Hello!
I am currently doing a few tests on Vector Search and Vector Embeddings and found that with a subset of 1.000 documents I have an index with the size of 15mb(+-). When I create a new Index for the vector embeddings, I get an index that has a total of 300mb (+-).
I took another subset of data to check the sizes, this time my subset was 10.000 documents and the dataset.size was 300mb (+-) the embedding size that came out of this was 6gb(+-). this is still a 20* increase.
This would mean for a dataset.size that is 100GB I would need 2TB of space?
The Index with vector embeddings has passages(/chunks) as explained here.
- Is there any way to decrease this?
(I guess taking a different approach to chunking could help but I already tried to optimize the script given in the blog) - Is this normal?
- Is this even more efficient than normal BM25 search?
(because of the insane size)
Below a more "off-topic" question:
I saw when the embeddings finished the index was way larger. after a while the index size decreased to the point where it is now. (almost 2x as large) I saw this happening with the 10.000 documents index. when the embeddings had finished it was around 7gb, after a while I saw the dataset.size go up to 11gb+ then it went down to 6gb.
- My question here is what is happening that the size is way larger & why is it decreasing?
If this is not normal then what would I be doing wrong?
(I tested with a full index of text + vector embeddings.
I also tested with a separate index for just the vector embeddings.)
Ps.
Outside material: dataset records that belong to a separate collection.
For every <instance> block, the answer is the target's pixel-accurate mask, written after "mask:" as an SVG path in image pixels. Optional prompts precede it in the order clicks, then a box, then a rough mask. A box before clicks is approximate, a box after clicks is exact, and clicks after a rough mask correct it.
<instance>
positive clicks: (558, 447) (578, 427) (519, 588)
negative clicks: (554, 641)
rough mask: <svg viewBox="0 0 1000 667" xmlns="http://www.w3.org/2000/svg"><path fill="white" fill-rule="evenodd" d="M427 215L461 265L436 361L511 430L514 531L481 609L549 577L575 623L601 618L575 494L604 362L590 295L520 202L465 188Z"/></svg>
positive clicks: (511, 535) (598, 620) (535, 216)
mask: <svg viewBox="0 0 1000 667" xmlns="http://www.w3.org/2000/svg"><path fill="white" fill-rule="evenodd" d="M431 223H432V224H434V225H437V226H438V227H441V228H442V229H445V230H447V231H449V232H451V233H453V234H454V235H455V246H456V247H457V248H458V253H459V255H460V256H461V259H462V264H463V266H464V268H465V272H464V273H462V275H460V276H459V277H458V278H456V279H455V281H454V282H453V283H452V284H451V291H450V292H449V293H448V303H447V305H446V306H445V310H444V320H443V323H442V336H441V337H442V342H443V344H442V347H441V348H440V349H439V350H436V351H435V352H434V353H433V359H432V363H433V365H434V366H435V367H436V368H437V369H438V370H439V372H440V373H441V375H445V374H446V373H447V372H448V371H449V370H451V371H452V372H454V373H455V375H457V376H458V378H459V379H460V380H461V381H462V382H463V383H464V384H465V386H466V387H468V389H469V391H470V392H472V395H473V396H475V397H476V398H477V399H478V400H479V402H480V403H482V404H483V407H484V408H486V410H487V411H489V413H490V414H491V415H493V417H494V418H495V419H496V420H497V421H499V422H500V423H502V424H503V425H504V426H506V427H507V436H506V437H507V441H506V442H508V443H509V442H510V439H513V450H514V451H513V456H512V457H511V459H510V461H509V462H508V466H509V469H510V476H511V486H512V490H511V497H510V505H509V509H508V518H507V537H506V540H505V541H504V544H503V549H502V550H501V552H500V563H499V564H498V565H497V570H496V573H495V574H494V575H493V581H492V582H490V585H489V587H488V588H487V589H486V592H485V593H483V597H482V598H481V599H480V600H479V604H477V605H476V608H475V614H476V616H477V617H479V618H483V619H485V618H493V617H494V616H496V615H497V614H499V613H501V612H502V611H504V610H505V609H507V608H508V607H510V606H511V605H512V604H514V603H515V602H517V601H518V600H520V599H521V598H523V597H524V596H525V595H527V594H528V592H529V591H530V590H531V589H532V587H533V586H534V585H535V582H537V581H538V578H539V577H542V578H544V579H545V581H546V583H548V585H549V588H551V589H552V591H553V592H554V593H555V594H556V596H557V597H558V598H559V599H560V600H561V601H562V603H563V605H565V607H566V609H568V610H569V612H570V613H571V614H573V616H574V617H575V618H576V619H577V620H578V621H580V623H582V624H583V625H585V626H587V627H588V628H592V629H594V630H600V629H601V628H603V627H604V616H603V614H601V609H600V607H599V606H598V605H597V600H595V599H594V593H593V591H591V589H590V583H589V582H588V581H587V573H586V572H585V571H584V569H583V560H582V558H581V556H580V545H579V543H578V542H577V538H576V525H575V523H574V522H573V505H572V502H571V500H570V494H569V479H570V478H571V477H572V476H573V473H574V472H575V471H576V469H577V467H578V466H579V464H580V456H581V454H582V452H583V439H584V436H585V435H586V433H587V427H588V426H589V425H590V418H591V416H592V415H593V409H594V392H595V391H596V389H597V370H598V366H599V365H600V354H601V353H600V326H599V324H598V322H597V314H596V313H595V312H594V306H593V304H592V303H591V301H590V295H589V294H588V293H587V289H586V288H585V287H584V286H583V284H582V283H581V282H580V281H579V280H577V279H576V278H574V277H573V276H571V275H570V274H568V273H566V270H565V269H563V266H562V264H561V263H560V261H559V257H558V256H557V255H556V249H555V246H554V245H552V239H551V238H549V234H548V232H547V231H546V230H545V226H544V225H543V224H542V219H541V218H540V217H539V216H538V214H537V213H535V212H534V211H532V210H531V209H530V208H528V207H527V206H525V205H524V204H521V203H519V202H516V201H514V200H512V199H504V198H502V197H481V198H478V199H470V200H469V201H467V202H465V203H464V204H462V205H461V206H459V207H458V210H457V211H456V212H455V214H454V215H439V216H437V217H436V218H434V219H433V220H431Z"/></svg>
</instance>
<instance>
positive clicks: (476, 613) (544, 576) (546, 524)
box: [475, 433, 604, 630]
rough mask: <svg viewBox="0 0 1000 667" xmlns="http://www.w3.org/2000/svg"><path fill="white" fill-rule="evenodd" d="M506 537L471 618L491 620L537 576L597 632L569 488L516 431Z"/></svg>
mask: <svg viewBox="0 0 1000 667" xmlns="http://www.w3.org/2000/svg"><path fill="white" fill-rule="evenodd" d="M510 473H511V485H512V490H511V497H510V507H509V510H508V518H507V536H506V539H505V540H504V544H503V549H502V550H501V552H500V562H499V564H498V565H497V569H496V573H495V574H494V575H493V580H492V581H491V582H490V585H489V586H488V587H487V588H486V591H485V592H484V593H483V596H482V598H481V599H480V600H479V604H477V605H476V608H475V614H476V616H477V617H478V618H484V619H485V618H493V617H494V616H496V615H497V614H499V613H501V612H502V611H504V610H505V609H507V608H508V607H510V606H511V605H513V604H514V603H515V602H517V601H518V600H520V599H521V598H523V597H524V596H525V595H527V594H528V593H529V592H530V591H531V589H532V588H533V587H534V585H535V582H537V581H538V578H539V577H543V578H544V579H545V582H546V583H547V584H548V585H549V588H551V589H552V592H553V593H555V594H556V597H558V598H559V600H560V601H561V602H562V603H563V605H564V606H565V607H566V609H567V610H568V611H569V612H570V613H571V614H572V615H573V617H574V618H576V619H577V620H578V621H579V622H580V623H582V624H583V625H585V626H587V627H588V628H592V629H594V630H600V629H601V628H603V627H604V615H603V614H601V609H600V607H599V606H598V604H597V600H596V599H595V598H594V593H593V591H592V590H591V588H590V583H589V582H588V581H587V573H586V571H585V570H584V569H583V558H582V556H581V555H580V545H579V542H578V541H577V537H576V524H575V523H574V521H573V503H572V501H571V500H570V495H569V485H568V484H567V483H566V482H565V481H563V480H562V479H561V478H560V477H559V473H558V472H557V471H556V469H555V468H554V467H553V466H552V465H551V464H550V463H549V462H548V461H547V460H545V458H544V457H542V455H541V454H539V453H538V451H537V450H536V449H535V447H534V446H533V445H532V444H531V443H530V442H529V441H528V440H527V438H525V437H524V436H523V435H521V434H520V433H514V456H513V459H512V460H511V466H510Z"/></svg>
I used the E5 small model. I tested with others aswell however this was the smallest. for the same 15mb subset took the E5 large almost 800mb.
To summerize my questions:
- Is there any way to decrease the sizing?
- Is this normal?
- Is this still more efficient than normal search?
- What is happening behind the scenes with the index size?
Any help would be appreciated!
Kind regards,
Chenko